Properly implemented, analytics tell the story of your marketing journey. Analytics provide insight into who your clientele is, how they got there, what they are interested in, who converted and who left without converting. Analytics measure marketing success, offer guidance for change and suggestions for exploration.
Even with proper installation, we find that many companies are not fully utilizing the data provided to help direct marketing decisions to pursue new opportunities, strengthen their current efforts based on available data or track goals and events.
How Analytics Can Help Your Business
Learn About Your Audience
The audience section of Google Analytics is perhaps the data set most familiar to business owners because of the base traffic, bounce rate, time on site and page view data. But we find that the audience category is often underutilized by most website owners. The audience category provides robust data that can help with online and offline marketing efforts.
For example, under the demographics sub-tab, a business owner can gain insight into the age, gender and general interest of the visitors to their website. The Geo sub-tab provides data on which country, states and even cities the traffic is coming from.
Considering the value of offering a website in a second language? The language sub-tab can help guide your decision. You can also learn which devices your audience uses the most to access your website, which supports demographic data and serves as a reminder to ensure your website is user-friendly on these devices.

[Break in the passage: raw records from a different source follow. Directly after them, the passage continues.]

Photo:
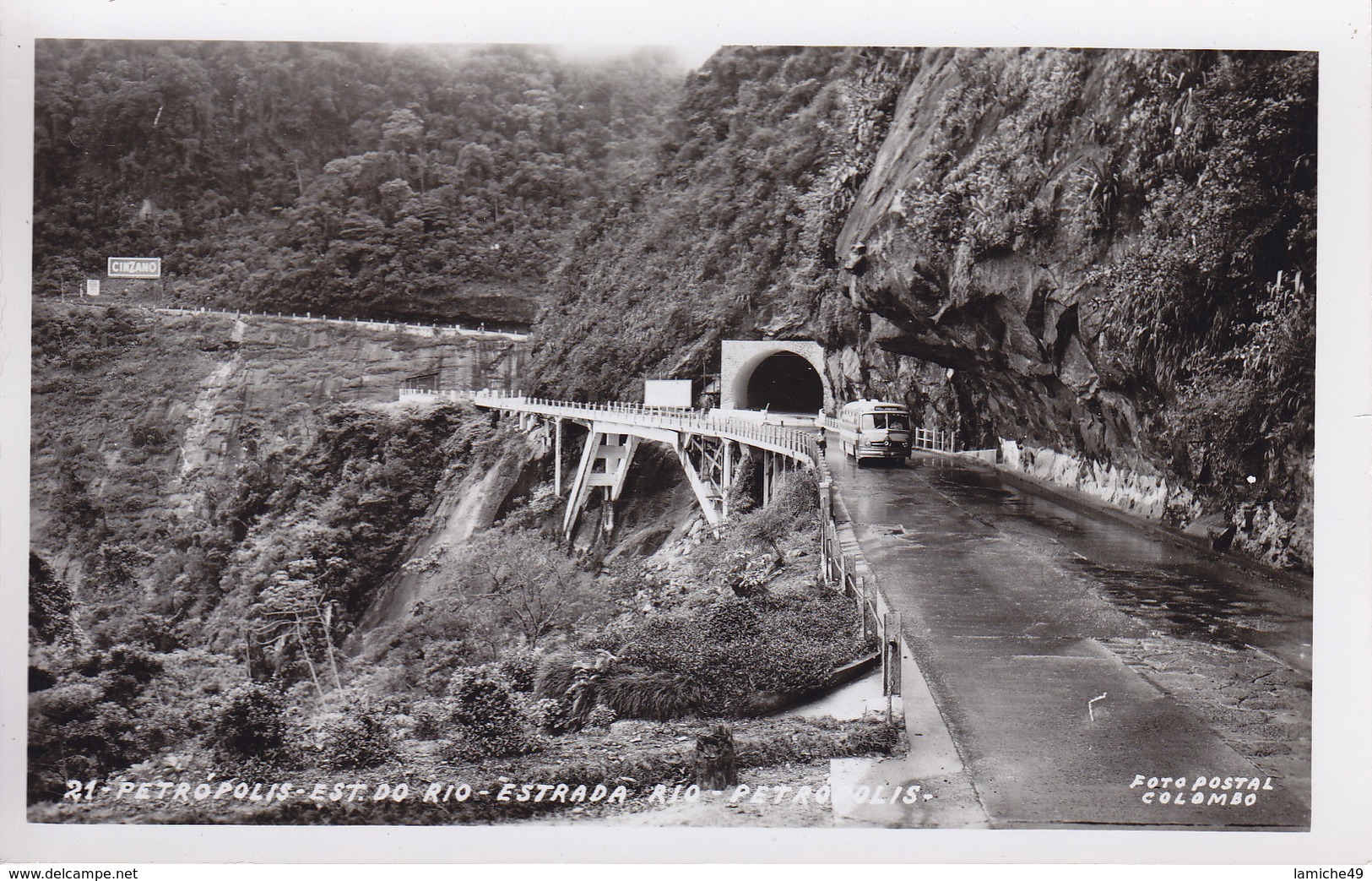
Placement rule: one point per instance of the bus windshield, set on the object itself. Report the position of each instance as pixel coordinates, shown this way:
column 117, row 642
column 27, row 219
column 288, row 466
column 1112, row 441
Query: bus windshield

Benchmark data, if enabled, shows how your website performs compared to others in your vertical. The user flow sub-tab shows how people interact with your website and can help identify areas for improvement or hidden problems you may not have realized.
How Did They Get Here?
Acquisition data shows how each marketing channel is performing. Categories include organic search , paid search, direct, referral and social traffic. A top level drill down into these categories provides insight into top performing keywords and paid ads. Additionally, you’ll find popular landing pages, top referring websites, and information on how your social media channels are performing. When tied in with your Search Console account, more robust keyword and landing page data are available.
Did They Convert?
As the name implies, conversions data is where we measure how traffic to the website takes the desired actions we expect. From here we can track how many people clicked on a lead form, as well as how many people finished the process and submitted the form with goal tracking. Do you have a white paper you want people to download or a video you want them to watch? With event tracking, you can see how many people interacted with your website in these ways. Sell items online? Ecommerce tracking enables you to track product and sales performance and associate them with revenue numbers. By using attribution modeling, you can give weight to the various marketing channels that a consumer used as they moved down the funnel toward a purchase. This helps evaluate the effectiveness of each of these channels and can guide changes to future marketing efforts.
What Does Your Data Say?
Lately, it seems like we get more and more calls for Google Analytics help. The call usually includes a phrase like this – “the numbers seem off”. After we look under the hood, we typically find installation issues that are either causing data to be shared cross-platform, dumped into the wrong buckets or not being fully captured. Not to mention Google Tag manager missing or not installed in the proper location and a lack of basic filters.
Having someone on your team who thoroughly understands Google Analytics is a must in today’s digital marketing landscape to help you get the most out of your advertising dollars.